Sur ce matériau musical riche, les prises de parole des trois personnages principaux ressemblent d’abord à des récitatifs, et se greffent donc sous une forme presque improvisée sur un orchestre alors souvent réduit pour leur laisser toute la place. Ainsi présentés avant tout comme des acteurs, les trois chanteurs se tirent avec brio de cette position : tous trois aidés par une diction impeccable, ils incarnent jusque dans leur voix les fragilités de leur personnage : William Dazeley campe un Forestier empli de colère et d’incompréhension, dont les exclamations parlées expriment l’exaspération ; Helena Rasker une Femme-Arbre dont on perçoit l’indignation dans les graves poitrinés, Juliette Allen une Étudiante dont la voix assez peu vibrée (mais très incarnée) exprime bien la perte de repères et le désarroi amoureux. C’est leur voix et une gestuelle stylisée mais efficace qui permettent de comprendre la complexité des sentiments qui les agitent, plus que le texte parfois assez abstrait de Cordelia Lynn.

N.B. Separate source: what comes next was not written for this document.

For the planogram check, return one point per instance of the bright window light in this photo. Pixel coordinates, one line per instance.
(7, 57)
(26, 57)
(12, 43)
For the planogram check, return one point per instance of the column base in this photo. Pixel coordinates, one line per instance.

Face à eux, la Forêt formée par les six autres chanteurs, (maladroitement) habillés en vert et noir pour figurer des arbres, est à la fois une sorte de chœur antique, qui commente l’action, une chorale d’église qui annonce l’inexorable apocalypse, et un personnage aux multiples têtes – lorsque les dialogues chuchotés de certains d’entre eux sont rediffusés au plus près des spectateurs par des hauts-parleurs bien précis. À la fois personnages et membres du décor, ils se fondent dans la scénographie minimaliste de Silvia Costa, dont les décors simples – un sol noir, de rares objets dont la fonction est indéterminée – servent avant tout d’écrin aux vidéos de Francesco d’Abbraccio, projetées sur les murs de la scène, qui représentent une forêt fantasmée, sans cesse en mouvement, où l’on croit percevoir des visages humains.
Hauts-parleurs, vidéos, expressivité vocale et surtout expressivité de l’harmonie : tout concourt à créer pour le spectateur une expérience immersive et dérangeante. Un rappel bienvenu que l’opéra ne perd rien de sa pertinence lorsqu’il s’intéresse à la catastrophe écologique et à des sujets contemporains.
Le voyage de Clara a été pris en charge par l'Opéra Orchestre National Montpellier.